I'm trying to scrape product names and prices from this site, using the following code:
class ProductSpider(scrapy.Spider):
name = 'product'
start_urls = ['https://www.bodyenfitshop.nl/']
def parse(self, response):
# follow links to different categories
for href in response.css('ol.nav-primary > li.category-node > a::attr(href)'):
# A category page currently does not list all the items belonging to that category.
# Add "?p=1" to get the list view
href = href.extract() + "?p=1"
print(href)
yield SplashRequest(href, self.parse_category, args={
'wait': 0.5
})
def parse_category(self, response):
for product in response.css('li.item'):
new_name = product.css('div.product-name > a::text').extract_first().strip()
# TODO: find better regex
new_price = float(product.css('span.price::text').re('\d+,\d+')[0].replace(",", "."))
new_url = product.css('div.product-name > a::attr(href)').extract_first().strip()
yield Product(name=new_name, price=new_price, url=new_url)
I suspect the problem is in the href that is passed to the SplashRequest, but when I printed them out they all had fully qualified URLS like these:
https://www.bodyenfitshop.nl/duursport/?p=1
All other questions on SO with regards to this error (like this or this) are solved by adding the "https" to their URL's.

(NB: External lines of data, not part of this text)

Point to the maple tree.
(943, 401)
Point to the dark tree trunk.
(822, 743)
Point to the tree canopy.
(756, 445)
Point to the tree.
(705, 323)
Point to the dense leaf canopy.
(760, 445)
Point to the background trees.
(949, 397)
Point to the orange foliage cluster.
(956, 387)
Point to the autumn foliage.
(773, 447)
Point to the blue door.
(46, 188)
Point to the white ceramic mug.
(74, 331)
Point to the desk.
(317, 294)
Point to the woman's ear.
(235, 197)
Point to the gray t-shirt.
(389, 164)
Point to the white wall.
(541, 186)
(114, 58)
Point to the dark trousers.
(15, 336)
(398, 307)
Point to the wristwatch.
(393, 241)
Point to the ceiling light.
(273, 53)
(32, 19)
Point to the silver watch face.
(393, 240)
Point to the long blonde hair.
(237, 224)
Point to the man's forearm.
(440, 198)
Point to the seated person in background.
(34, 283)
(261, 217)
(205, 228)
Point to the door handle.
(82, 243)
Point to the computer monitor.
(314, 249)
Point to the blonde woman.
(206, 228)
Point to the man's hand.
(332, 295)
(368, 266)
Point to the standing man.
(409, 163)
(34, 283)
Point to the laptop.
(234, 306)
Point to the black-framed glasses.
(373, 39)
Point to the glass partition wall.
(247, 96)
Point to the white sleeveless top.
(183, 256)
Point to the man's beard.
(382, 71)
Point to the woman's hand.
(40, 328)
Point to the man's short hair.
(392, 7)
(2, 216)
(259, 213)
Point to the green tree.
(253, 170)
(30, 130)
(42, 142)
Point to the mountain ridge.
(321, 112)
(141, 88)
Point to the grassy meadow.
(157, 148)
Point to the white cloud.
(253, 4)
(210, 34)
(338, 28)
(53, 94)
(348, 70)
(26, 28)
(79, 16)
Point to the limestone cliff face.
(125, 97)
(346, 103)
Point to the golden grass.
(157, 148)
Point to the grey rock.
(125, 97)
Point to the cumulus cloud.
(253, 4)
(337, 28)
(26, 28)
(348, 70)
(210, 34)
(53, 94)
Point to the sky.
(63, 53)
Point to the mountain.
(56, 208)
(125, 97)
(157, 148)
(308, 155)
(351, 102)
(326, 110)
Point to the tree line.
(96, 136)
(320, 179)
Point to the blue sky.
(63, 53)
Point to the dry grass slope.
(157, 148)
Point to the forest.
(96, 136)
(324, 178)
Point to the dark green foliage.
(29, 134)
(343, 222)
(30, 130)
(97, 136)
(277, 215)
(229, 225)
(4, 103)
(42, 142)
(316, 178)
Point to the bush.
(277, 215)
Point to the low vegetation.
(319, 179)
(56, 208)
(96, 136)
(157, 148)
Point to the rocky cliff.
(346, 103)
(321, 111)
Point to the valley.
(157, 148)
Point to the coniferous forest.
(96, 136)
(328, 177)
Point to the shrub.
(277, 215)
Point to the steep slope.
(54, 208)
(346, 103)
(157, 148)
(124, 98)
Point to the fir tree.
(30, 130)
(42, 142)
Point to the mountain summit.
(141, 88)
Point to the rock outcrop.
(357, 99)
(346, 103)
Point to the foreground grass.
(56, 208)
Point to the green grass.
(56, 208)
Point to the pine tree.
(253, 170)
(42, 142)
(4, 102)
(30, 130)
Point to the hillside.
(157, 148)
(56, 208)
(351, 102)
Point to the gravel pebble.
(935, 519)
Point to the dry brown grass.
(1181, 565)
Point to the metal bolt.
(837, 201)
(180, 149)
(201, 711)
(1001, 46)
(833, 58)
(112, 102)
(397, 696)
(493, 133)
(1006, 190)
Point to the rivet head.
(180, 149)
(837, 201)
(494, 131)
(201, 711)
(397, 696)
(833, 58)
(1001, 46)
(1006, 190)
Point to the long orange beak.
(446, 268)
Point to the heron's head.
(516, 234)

But I already have these. So I'm at a loss as to what is causing these.
This is one of the errors that I get (repeated multiple times)
2017-05-31 22:51:07 [scrapy.core.scraper] ERROR: Error downloading <GET https://www.
bodyenfitshop.nl/afslanken/?p=1 via https://www.bodyenfitshop.nl/afslanken/?p=1>
Traceback (most recent call last):
File "c:\program files (x86)\python\lib\site-packages\twisted\internet\defer.py", line 1301, in _inlineCallbacks
result = g.send(result)
File "c:\program files (x86)\python\lib\site-packages\scrapy\core\downloader\middleware.py", line 37, in process_request
response = yield method(request=request, spider=spider)
File "c:\program files (x86)\python\lib\site-packages\scrapy_splash\middleware.py", line 358, in process_request
priority=request.priority + self.rescheduling_priority_adjust
File "c:\program files (x86)\python\lib\site-packages\scrapy\http\request\__init__.py", line 94, in replace
return cls(*args, **kwargs)
File "c:\program files (x86)\python\lib\site-packages\scrapy_splash\request.py", line 76, in __init__
**kwargs)
File "c:\program files (x86)\python\lib\site-packages\scrapy\http\request\__init__.py", line 25, in __init__
self._set_url(url)
File "c:\program files (x86)\python\lib\site-packages\scrapy\http\request\__init__.py", line 58, in _set_url
raise ValueError('Missing scheme in request url: %s' % self._url)
ValueError: Missing scheme in request url: render.html
The render.html is (I think) the default name for what Splash produces. I don't think I can alter that.
Any help or poke in the right direction is greatly appreciated!